Em Luanda estão por todo o lado e vendem um pouco de tudo, desde frutas a saquinhos de amendoim, garrafas de água, marmitas com refeições, carregadores para telemóveis, acessórios para automóveis, roupa, mapas de Angola, uma infinidade de bens que carregam todo o dia, calcorreando quilómetros em busca de clientes.
Na “zunga” (venda ambulante) participam sobretudo mulheres que tentam sustentar a família, com rendimentos que, por vezes, chegam apenas a 500 kwanzas por dia (1,2 euros), indigna-se José António Kassoma, presidente da associação que representa 36 mil vendedores ambulantes e feirantes em sete províncias angolanas.
Em Angola, quase 80% dos trabalhadores têm um emprego informal, percentagem que aumenta para 88% entre as mulheres, enquanto a taxa de desemprego ronda os 30%, e toca nos 57% entre os mais jovens (15 e 24 anos), segundo os dados divulgados em agosto pelo Instituto Nacional de Estatística angolano.

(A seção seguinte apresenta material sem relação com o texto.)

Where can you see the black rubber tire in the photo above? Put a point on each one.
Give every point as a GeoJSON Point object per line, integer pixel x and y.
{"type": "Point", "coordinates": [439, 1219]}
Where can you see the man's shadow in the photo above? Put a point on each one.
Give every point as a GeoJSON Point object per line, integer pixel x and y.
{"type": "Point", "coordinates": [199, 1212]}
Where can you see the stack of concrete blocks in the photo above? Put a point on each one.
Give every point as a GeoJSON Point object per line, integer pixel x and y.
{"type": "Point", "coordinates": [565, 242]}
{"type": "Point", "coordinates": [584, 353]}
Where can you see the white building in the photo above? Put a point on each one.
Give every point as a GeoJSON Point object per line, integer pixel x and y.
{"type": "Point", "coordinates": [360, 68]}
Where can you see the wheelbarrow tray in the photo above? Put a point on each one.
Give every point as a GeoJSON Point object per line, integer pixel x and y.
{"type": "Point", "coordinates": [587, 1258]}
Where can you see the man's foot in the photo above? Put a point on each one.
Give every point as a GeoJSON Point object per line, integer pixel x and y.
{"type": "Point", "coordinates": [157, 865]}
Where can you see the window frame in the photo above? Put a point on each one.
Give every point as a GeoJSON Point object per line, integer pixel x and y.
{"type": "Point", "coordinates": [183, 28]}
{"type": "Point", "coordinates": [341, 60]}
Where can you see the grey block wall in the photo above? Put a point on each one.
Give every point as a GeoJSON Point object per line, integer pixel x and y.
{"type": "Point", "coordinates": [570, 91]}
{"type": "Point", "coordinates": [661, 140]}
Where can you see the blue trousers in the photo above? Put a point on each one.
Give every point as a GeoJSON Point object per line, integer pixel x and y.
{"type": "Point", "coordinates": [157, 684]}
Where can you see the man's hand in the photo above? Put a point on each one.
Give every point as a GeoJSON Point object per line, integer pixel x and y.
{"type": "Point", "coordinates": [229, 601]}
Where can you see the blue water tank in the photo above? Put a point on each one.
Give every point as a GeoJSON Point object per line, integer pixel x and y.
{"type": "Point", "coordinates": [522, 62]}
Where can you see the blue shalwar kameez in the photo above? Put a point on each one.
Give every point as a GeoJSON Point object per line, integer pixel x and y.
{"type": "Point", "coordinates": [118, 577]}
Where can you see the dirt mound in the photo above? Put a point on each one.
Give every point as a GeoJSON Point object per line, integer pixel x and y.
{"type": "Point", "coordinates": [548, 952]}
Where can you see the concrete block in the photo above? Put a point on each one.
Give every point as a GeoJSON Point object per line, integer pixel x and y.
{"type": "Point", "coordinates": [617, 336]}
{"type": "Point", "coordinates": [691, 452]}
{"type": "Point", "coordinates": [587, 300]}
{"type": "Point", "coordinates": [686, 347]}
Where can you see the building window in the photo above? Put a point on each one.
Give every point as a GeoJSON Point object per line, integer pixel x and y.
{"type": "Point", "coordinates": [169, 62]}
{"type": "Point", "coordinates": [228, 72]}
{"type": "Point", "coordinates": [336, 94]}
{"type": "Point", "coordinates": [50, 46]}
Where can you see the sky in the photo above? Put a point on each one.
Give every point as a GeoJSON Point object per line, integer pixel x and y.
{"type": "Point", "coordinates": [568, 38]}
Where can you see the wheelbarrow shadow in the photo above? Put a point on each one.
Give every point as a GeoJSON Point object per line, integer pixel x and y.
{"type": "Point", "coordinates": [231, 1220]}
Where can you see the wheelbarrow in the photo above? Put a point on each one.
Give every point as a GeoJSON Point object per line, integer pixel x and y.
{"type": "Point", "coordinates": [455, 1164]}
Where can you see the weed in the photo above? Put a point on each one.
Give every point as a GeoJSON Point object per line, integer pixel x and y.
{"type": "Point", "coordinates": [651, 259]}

José António Kassoma alerta que a situação é crítica e pede soluções ao executivo, lamentando que os sucessivos pedidos de audiência com o Presidente, João Lourenço, não tenham tido resposta.
“Nós somos uma classe com muita gente, representamos a maior da população e a mais vulnerável e esta camada mais pobre está a ficar exaltada porque as políticas não os incluem”, lamenta.
O responsável diz que a pobreza e a exclusão social se têm agravado entre as famílias que dependem de ‘zungueiras’, muitas das quais sem sítio para deixar as crianças.
As crianças ficam sozinhas e todo o dia sem comer. Comem à noite quando trazem alguns kwanzas e se o fiscal não ficou o negócio, começaram agora as aulas e temos 4.000 que ficaram fora do ensino por que não conseguiram lugar nas escolas públicas”, denunciou.
Excluídas das políticas sociais, as zungueiras estão dispostas a apoiar as manifestações contra o executivo angolano “porque não veem solução para os seus problemas por parte dos que estão a governar”, avisa.
“Estamos a enviar este pedido de socorro, com muita urgência, porque em Angola poderá haver uma guerra que não será de armas, será social”, acrescentou Kassoma.
“Muitos chegam até nós de lágrimas nos olhos, é uma frustração total”, desabafa o dirigente associativo , afirmando que tem havido, desde 2016, tentativa de diálogo com o executivo para tentar atenuar “este drama social”, mas sem resultados práticos.
Segundo o responsável, foram apresentadas propostas para desenvolver projetos de agricultura familiar nas províncias — de onde são originários muitos dos que tentam sobreviver em Luanda — mas que não obtiveram apoio ou fracassaram porque “o ministério só queria debater aspetos técnicos”.
Os jovens que estão a ‘zungar’ podiam estar na agricultura, a produzir alimentos que possam ajudar a reduzir os preços da cesta básica, mas na hora de implementar os tais programas as coisas não funcionam”, sublinhou.
Não poupou também críticas ao programa PREI (Programa de Reconversão da Economia Informal, lançado em novembro de 2021), que “beneficia sempre os mesmos, os que já tem financiamento”.
José António Kassoma queixou-se de que os programas são mal geridos pelos administradores municipais que, “na hora de escolher os beneficiários vão buscar o primo, o sobrinho, o do partido” e o dinheiro “nunca chega aos que são mais vulneráveis”.
“Os pobrezinhos, os ‘zungueiros’, as mamãs que andam nos mercados com negócio de 2.000 não recebem financiamento nenhum. O PREI dá dinheiro aos empresários que já têm capital”, aponta.
O PREI formalizou até ao dia 8 de agosto, data dos últimos dados disponíveis, 246.189 operadores, dos quais alguns beneficiam de créditos para reforço dos negócios.
Kassoma afirma, no entanto, que os vendedores têm dependido essencialmente de si próprios, juntando contribuições que depois são entregues rotativamente, a cada um dos participantes (um sistema conhecido como ‘kixikila’) e lamenta que “o partido do poder negue sentar-se com a associação”.
Por isso, os vendedores ambulantes planeiam reunir-se em breve no mercado do Catinton (Luanda) para apelar à solidariedade internacional, “para que o mundo olhe para Angola e veja este sofrimento”.
O objetivo é ouvir as preocupações da classe e pressionar o executivo para que se pronuncie e crie, em conjunto com a associação, políticas para resolver os problemas da pobreza e da exclusão social.